Visual masking refers to such a phenomenon that a briefly presented stimulus (target) that is clearly visible when shown alone is rendered less visible or invisible by another stimulus (mask) with spatiotemporal proximity. Masking is not only a powerful tool to regulate the visibility of a target, but also itself is a useful way for studying basic visual processes (B. Breitmeyer & Öğmen,
2006; see review by Ansorge, Francis, Herzog, & Öğmen,
2007). Yet consensus regarding the underlying causes of masking is lacking despite decades of research. Previous studies have focused mainly on spatiotemporal aspects of masking, suggesting that the effect of masking depends critically on spatial distance and the time interval between target and mask (e.g., B. Breitmeyer & Öğmen,
2006; Polat, Sterkin, & Yehezkel,
2007). In the recent two decades, object substitution masking (OSM), which is a special type of masking, has been reported to disobey strict spatiotemporal relationships, and OSM has, therefore, been considered to reflect an object-level masking (Enns & Di Lollo,
1997,
2000; Goodhew, Pratt, Dux, & Ferber,
2013). Two common forms of OSM are four-dot masking and common-onset masking. Four-dot masking is designed with a backward paradigm in which a target is followed by four dots surrounding the target and has a relatively large contour distance (Enns & Di Lollo,
1997). Common-onset masking is when the target and the mask come into view simultaneously, but the mask continues to be displayed after the target disappears (Jannati, Spalek, & Di Lollo,
2013). These two forms of OSM are often combined (Enns & Di Lollo,
2000; Gellatly, Pilling, Cole, & Skarratt,
2006). OSM masking effects are considered to occur at a higher level, i.e., the level of object representation, rather than at a lower level, such as the local contour interactions. There are two major accounts of OSM: object substitution and object updating. The object-substitution theory suggests that masking occurs when a separate mask representation replaces the target whereas the object-updating theory proposes that masking comes from the updating of the target by a mask within a single object representation (see review by Goodhew,
2017). The object-updating theory, however, is supported by overwhelming evidence (Goodhew,
2017). Within the frames of the object-updating theory, an object representation (the target) is initially established and, later, updated by a new input (the mask) if the mask is perceived as the same object as the target (Enns, Lleras, & Moore,
2009; Harrison, Rajsic, & Wilson,
2016; Lleras & Enns,
2004; Moore & Lleras,
2005). If the mask, however, is treated as a different object, the updating process for the target ceases, and the initial target information remains unchanged, i.e., survives from object-level masking. Hence, an underlying question is what stimulus attributes determine if the target and the mask share their object representation in the object-updating theory. Gellatly et al. (
2006) tried to answer this question by separating different object-level components of OSM and studying which dimensions of target–mask similarity impact object-level masking.
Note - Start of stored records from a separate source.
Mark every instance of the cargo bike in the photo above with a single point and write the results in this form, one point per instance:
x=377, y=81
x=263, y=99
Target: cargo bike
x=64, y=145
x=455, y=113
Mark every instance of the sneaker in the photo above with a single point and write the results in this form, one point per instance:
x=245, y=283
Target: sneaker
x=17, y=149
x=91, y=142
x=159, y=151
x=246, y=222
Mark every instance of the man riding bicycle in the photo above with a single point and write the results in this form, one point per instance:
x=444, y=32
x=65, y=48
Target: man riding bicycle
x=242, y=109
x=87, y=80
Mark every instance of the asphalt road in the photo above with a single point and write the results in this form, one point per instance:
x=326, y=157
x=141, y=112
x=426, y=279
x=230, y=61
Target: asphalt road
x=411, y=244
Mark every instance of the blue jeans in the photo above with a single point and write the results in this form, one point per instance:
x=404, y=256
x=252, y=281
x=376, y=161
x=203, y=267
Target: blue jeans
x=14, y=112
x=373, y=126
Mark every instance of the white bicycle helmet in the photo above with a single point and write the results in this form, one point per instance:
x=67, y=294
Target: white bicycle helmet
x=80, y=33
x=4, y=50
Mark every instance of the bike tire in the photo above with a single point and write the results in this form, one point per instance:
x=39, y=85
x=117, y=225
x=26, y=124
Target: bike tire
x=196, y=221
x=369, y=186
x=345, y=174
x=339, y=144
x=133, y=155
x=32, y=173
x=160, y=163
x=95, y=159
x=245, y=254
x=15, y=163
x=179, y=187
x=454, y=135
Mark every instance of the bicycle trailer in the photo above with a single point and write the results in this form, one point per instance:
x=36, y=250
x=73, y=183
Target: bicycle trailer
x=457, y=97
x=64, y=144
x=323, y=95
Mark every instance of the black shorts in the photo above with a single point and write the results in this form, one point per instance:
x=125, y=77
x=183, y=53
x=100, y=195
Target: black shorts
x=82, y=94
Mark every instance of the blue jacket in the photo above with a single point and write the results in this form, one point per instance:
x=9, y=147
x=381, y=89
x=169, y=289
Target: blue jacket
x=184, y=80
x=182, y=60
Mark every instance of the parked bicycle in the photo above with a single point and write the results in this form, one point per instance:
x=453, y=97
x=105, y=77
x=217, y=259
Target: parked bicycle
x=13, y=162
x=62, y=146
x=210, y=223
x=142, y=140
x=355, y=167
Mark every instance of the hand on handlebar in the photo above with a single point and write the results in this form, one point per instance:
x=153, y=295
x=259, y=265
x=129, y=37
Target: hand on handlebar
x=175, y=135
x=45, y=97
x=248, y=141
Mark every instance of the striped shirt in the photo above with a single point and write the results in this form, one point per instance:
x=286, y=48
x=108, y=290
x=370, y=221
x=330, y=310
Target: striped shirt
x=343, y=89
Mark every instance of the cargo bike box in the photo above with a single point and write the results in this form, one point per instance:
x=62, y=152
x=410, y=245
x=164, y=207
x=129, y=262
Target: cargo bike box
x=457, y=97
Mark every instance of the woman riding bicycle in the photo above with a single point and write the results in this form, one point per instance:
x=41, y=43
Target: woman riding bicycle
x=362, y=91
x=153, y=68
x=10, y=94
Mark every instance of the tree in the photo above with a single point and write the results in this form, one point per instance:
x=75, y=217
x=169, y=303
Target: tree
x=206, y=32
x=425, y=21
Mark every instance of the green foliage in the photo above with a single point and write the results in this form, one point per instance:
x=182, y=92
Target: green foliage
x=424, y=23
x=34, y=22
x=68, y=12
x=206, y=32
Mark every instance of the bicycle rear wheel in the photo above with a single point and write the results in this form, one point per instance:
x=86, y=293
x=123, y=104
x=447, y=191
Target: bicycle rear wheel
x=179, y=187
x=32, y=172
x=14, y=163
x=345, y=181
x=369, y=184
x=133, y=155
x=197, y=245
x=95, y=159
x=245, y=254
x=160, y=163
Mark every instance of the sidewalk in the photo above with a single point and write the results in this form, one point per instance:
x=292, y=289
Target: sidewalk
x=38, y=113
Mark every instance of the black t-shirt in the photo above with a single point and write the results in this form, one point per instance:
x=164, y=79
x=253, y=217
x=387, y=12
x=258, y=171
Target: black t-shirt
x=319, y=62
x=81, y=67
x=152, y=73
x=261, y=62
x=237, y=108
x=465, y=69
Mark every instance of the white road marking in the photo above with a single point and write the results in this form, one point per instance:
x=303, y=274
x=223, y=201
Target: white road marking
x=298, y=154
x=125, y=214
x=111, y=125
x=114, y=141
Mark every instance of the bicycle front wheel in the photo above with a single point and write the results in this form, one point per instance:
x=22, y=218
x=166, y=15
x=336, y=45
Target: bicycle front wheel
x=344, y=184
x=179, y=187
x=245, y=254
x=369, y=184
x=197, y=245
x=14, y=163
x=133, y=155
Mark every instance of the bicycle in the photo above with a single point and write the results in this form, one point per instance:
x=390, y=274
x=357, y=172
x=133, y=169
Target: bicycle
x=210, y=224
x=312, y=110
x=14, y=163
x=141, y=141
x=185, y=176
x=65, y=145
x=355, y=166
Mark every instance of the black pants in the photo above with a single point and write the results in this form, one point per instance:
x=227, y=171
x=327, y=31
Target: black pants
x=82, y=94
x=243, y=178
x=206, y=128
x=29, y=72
However, they could not find any dimensions of target–mask similarity significantly impacting the masking of the whole target. Instead their study showed that OSM can operate at the level of independent features. Specifically, target–mask similarity on a particular dimension, e.g., the color, only affects reporting of that dimension, and as pointed out by Gellatly et al., it is a major challenge to empirically distinguish between object-level and feature-level OSM effects.